Rio A grande maioria dos prefeitos que têm a opção de tentar a reeleição vai concorrer, em outubro, a um segundo mandato. Das 26 capitais brasileiras, 13 já têm prefeitos reeleitos - impedidos, portanto, de concorrer mais uma vez. Nas 13 restantes, apenas um, João Verle (PT), de Porto Alegre, não será candidato. Embora alguns deles não tenham ainda anunciado a decisão, é quase certo que todos têm intenção de entrar na disputa.
''A reeleição se incorporou ao repertório político e ao projeto político dos governadores e prefeitos. Governadores e prefeitos assumem claramente com a perspectiva de oito anos de poder'', diz o cientista político Carlos Eduardo Sarmento, da Fundação Getúlio Vargas.
Sarmento e outros pesquisadores ressalvam que ainda é cedo para fazer uma análise dos efeitos da reeleição na política e na divisão do poder no País. ''A reeleição foi aprovada em 1997 e vigorou em 1998. Para a história do País é muito pouco. Em toda a história republicana o princípio da reeleição foi proibido, bloqueado', lembra o professor da PUC do Rio Cesar Romero Jacob, especialista na elaboração de atlas baseados nos resultados eleitorais.

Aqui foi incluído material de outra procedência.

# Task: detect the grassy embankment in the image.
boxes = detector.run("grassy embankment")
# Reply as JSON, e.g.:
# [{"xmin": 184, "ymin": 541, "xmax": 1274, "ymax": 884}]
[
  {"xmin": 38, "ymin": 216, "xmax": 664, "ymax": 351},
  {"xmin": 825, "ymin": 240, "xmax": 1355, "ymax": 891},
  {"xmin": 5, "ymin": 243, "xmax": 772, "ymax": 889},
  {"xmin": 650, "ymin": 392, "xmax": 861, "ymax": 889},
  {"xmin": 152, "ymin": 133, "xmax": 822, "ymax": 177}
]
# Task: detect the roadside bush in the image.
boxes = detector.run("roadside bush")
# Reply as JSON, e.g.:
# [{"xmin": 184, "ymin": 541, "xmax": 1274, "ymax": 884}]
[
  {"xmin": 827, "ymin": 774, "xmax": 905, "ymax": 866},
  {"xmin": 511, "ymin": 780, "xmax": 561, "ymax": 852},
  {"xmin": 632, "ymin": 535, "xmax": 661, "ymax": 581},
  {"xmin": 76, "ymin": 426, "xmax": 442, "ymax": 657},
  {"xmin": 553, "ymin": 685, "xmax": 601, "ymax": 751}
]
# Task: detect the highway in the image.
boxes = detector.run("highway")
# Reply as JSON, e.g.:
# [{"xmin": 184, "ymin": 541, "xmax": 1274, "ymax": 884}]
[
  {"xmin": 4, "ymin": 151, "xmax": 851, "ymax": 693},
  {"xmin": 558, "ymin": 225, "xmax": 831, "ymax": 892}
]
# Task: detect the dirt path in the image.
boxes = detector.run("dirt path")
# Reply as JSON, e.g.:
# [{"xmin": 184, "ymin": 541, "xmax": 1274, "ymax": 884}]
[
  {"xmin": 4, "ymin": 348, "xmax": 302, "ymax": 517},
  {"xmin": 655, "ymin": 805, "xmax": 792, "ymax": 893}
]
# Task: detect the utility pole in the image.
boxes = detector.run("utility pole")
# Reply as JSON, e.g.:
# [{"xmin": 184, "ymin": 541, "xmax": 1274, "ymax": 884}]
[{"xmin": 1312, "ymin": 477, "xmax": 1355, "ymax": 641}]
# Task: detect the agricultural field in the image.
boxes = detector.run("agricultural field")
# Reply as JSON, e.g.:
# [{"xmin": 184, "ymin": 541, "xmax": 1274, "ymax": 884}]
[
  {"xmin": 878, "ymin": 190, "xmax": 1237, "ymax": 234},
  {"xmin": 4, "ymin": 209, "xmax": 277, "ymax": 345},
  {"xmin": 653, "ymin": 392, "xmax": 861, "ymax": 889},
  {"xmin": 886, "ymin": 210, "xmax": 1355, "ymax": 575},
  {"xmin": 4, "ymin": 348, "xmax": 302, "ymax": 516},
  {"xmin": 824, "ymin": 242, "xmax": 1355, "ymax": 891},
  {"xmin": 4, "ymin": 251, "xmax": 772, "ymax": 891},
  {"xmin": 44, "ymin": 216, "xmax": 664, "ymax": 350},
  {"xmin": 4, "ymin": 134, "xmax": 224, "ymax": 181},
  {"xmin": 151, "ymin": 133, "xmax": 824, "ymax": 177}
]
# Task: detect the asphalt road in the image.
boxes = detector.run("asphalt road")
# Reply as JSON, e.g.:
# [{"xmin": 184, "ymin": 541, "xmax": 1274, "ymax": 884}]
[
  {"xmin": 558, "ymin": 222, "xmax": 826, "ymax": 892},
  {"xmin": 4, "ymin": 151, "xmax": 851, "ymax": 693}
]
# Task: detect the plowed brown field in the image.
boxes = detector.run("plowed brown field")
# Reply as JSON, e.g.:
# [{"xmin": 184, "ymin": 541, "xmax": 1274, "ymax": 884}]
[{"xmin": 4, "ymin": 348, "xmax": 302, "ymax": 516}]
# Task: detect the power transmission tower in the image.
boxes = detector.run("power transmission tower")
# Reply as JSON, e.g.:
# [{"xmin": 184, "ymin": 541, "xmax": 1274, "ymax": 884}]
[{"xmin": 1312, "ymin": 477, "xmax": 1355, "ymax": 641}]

De qualquer maneira, a primeira eleição municipal com possibilidade de recondução ao cargo, que ocorreu em 2000, deixou algumas lições. Cesar Romero cita uma delas: ''Ter boa avaliação não quer dizer que o prefeito vá ser reeleito.'' Os melhores exemplos disso ocorreram no Rio de Janeiro e no Recife. Bem avaliados nas pesquisas de opinião, o carioca Luís Paulo Conde e o recifense Roberto Magalhães, ambos pefelistas na época, tentaram continuar no poder, chegaram ao segundo turno e perderam para os concorrentes Cesar Maia (ex-PTB, hoje no PFL) e João Paulo Lima e Silva (PT).
Dezesseis (80%) dos 20 prefeitos de capitais que tentaram reeleição em 2000 foram reconduzidos ao cargo. Seis preferiram não disputar, entre eles Celso Pitta, de São Paulo, envolvido em denúncias de desvios de verbas e improbidade. Dos 16 reeleitos, três não estão mais no poder: Wilma Faria (PSB) foi eleita governadora do Rio Grande do Norte em 2002, Jackson Lago (PDT) concorreu ao governo do Maranhão, mas foi derrotado e Célio de Castro afastou-se por problemas de saúde e passou a prefeitura de Belo Horizonte ao antigo vice, Fernando Pimentel (PT). Os três substitutos tentarão a reeleição.
Nas eleições de 2000, 41% dos prefeitos foram reeleitos. O Perfil dos Municípios Brasileiros do IBGE indica que , entre os grandes partidos, o PSDB, na época legenda do presidente da República, Fernando Henrique Cardoso, teve o maior percentual de prefeitos reeleitos (47,8%), seguido pelo PFL (45,7%). O PT teve 29,5% de reconduzidos ao cargo.
''A reeleição foi uma mudança significativa na cultura política. Teve impacto imediato ao beneficiar o presidente Fernando Henrique Cardoso e se estendeu por cascata. Com o tempo, a gente vai ver como o eleitorado se comporta, se continua no deslumbramento de que o mandato de quatro anos é pouco'', diz Sarmento.